Vent'anni. Anzi, ventuno.


Domani mi danno l’attestato. Vent’anni. Anzi, ventuno. Mi danno l’attestato. Attestano che son lì da vent’anni. Anzi, ventuno. Esattamente, dal 9 novembre 1987…e per qualche strano motivo mi continuano a tenere e mi continuano a pagare. Devo stargli simpatico, altrimenti non si spiega. E allora mi danno l’attestato. A me e ad un’altra quindicina di disgraziati come me…che anche loro son lì da vent’anni, anzi, ventuno. Che io me lo ricordo quel giorno là…eravamo tutti dentro quella grande stanza e ci si guardava intorno…che ci sembrava di essere su un altro pianeta e ci si diceva: “ammazza come è grande qui..chissà cosa ci metteranno a fare”…che poi venne quel signore con gli occhiali e ci disse: “venite con me…”…e si camminava là dentro, con tanti occhi che ci guardavano passare e con i nostri occhi che guardavano chissà dove. Che oggi la Mano(la) mi ha detto: “Allora, Giannino -che la Mano(la) mi chiama Giannino- venti anni…son tanti venti anni, eh? Che dici?” Boh…che devo dire? Non lo so. Dico notti, festività..dico partite ascoltate alla radio e cioccolate prese alla macchinetta, dico sigarette fumate, risate, incazzature, abbracci, baci, amicizia, cene, affetto, matrimoni, divorzi…dico notti fatte per sostituire qualcuno che stava diventando padre e notti per sostituire qualcuno che doveva iniziare una storia d’amore.
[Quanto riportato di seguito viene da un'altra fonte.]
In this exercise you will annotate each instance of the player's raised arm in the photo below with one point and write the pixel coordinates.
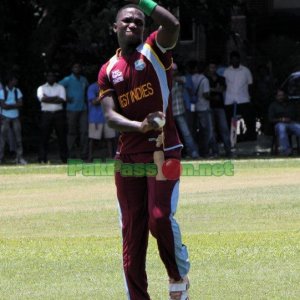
(169, 25)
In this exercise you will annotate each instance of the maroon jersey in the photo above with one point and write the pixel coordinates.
(141, 84)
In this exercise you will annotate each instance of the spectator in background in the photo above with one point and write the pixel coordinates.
(189, 96)
(283, 115)
(77, 123)
(264, 93)
(178, 109)
(238, 82)
(52, 97)
(11, 102)
(204, 120)
(97, 124)
(220, 126)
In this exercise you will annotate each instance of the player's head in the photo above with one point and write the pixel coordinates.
(11, 80)
(212, 67)
(235, 59)
(129, 25)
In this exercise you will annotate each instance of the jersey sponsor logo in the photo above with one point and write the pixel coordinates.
(117, 76)
(139, 65)
(139, 93)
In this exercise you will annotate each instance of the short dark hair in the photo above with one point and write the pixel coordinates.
(128, 6)
(235, 54)
(10, 77)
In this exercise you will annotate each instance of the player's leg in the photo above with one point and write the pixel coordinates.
(162, 205)
(3, 136)
(132, 197)
(95, 135)
(72, 129)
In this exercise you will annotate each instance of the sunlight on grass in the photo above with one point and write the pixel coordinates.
(60, 236)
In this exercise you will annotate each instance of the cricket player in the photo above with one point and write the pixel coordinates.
(135, 89)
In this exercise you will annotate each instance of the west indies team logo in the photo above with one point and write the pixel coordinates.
(117, 76)
(139, 65)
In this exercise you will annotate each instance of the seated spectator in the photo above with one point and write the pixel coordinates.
(189, 97)
(283, 115)
(217, 88)
(11, 102)
(178, 108)
(52, 96)
(77, 122)
(97, 124)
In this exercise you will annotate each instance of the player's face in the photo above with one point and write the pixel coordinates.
(280, 96)
(130, 26)
(212, 68)
(235, 61)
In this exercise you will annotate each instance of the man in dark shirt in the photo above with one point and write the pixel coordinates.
(217, 88)
(283, 114)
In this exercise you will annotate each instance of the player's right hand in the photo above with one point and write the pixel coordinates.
(149, 124)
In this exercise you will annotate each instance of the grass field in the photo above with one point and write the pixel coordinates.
(60, 237)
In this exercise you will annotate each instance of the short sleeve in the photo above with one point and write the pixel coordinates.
(104, 84)
(40, 93)
(1, 94)
(64, 82)
(19, 94)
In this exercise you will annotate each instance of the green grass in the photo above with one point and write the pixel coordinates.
(60, 238)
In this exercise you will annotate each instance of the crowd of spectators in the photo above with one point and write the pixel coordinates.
(206, 98)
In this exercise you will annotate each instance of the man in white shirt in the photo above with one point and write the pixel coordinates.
(238, 82)
(204, 118)
(52, 96)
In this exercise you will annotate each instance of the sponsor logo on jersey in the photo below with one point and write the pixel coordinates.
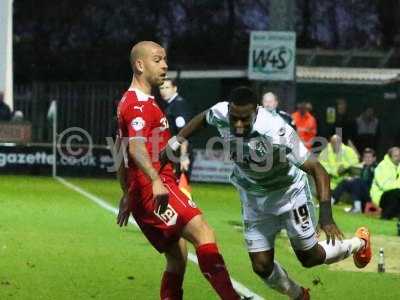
(169, 217)
(138, 123)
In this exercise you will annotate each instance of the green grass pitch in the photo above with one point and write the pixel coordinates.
(56, 244)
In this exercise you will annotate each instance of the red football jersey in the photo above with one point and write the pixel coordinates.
(139, 117)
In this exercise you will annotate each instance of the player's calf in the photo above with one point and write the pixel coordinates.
(311, 257)
(262, 262)
(211, 262)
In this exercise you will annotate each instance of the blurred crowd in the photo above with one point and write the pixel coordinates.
(347, 150)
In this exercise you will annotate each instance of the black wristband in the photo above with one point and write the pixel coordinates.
(325, 213)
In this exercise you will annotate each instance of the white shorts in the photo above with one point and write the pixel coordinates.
(298, 221)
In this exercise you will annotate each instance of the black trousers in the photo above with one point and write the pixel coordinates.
(390, 204)
(357, 189)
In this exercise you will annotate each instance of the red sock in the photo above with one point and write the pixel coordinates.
(213, 267)
(171, 286)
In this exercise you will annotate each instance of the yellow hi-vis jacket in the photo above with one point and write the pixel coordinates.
(332, 161)
(386, 177)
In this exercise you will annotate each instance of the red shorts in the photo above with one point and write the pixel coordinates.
(163, 230)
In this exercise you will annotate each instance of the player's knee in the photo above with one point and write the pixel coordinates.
(262, 267)
(176, 266)
(198, 232)
(206, 232)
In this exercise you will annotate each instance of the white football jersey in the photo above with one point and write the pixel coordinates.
(267, 162)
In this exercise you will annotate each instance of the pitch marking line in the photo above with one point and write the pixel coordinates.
(102, 203)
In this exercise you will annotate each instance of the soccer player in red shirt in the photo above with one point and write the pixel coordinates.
(164, 214)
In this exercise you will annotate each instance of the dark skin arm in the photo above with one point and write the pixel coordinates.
(198, 122)
(322, 182)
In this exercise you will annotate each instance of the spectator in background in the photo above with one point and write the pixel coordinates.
(178, 114)
(338, 159)
(343, 122)
(5, 112)
(385, 190)
(306, 125)
(358, 186)
(367, 129)
(270, 102)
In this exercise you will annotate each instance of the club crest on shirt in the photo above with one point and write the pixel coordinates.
(138, 123)
(139, 107)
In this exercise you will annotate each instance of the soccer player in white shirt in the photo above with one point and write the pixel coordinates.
(270, 175)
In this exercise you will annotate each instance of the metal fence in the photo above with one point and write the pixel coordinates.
(90, 106)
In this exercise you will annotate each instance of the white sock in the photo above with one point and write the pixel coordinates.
(280, 281)
(341, 250)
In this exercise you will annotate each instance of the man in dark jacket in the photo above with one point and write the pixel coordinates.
(5, 112)
(358, 186)
(178, 113)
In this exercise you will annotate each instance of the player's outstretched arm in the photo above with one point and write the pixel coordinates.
(322, 182)
(139, 154)
(124, 204)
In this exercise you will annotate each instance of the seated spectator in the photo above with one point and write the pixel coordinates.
(305, 123)
(367, 129)
(270, 102)
(358, 186)
(342, 123)
(385, 190)
(5, 112)
(338, 160)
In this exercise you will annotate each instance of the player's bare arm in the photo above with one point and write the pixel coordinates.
(184, 159)
(124, 203)
(195, 124)
(322, 182)
(139, 154)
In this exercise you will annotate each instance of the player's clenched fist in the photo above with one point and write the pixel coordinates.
(160, 194)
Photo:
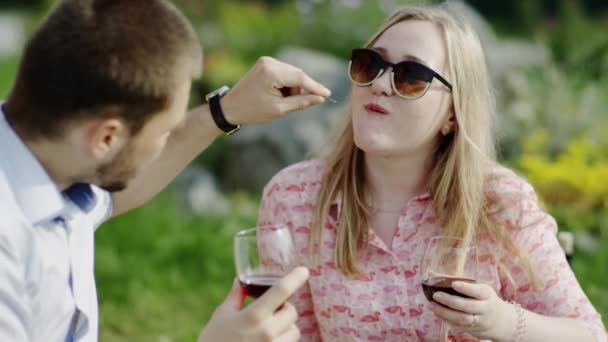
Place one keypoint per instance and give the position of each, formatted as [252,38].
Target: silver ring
[473,321]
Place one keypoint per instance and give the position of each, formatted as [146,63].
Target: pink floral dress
[386,303]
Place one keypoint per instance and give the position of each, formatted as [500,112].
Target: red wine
[442,284]
[256,285]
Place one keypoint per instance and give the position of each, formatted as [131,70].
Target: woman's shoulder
[503,183]
[297,177]
[510,198]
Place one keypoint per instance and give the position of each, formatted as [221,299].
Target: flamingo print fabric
[386,303]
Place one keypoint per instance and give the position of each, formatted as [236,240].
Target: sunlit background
[163,268]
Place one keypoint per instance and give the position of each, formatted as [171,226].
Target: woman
[414,160]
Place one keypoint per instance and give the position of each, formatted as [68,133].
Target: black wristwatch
[217,113]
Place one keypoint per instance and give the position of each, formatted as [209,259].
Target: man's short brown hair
[94,57]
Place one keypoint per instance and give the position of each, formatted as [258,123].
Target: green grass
[8,71]
[161,271]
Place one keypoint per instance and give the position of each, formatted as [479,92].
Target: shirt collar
[35,193]
[337,201]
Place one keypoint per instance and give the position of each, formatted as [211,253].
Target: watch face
[221,91]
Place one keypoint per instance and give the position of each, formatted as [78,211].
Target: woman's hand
[268,318]
[484,316]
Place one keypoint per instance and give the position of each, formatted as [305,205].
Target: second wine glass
[263,255]
[445,261]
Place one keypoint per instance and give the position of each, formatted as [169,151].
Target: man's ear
[106,137]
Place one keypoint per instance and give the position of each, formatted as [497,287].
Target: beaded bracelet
[520,329]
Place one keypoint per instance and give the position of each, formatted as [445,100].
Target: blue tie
[82,195]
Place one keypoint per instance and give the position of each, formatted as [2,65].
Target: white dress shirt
[47,282]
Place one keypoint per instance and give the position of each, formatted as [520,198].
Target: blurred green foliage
[161,271]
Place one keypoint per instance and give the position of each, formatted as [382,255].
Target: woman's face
[402,126]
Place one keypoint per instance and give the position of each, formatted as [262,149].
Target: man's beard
[114,176]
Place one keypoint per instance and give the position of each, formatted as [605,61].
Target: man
[94,126]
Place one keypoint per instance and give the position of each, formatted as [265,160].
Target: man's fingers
[294,103]
[280,292]
[294,77]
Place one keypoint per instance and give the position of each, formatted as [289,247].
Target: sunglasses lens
[365,66]
[412,79]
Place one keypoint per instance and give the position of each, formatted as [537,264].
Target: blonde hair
[461,159]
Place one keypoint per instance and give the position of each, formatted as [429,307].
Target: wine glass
[446,260]
[263,255]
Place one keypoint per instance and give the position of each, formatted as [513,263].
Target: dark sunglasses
[410,79]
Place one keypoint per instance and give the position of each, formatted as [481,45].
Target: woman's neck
[392,181]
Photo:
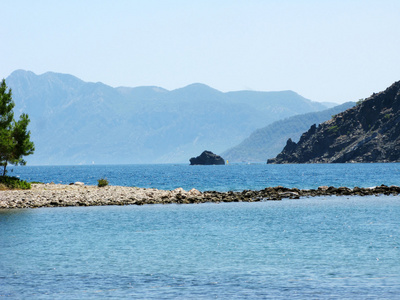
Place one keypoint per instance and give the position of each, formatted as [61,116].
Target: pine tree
[15,140]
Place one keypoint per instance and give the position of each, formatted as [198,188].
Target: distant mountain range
[267,142]
[77,122]
[368,132]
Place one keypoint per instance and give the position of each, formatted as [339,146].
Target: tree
[15,140]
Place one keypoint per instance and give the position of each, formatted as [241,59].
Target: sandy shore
[58,195]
Dico pizze fatte portare di nascosto e dico assolati pomeriggi d’agosto. Dico pensieri nella testa e dico speranze. Dico tanti ricordi. Questo dico. O meglio: questo avrei voluto dire. Invece le ho detto: “Che ti devo dire, Mano? Vent’anni. Anzi, ventuno. Li avessi fatti di galera, a quest’ora sarei già uscito”. Lei ha sorriso. Ed ho sorriso anch’io.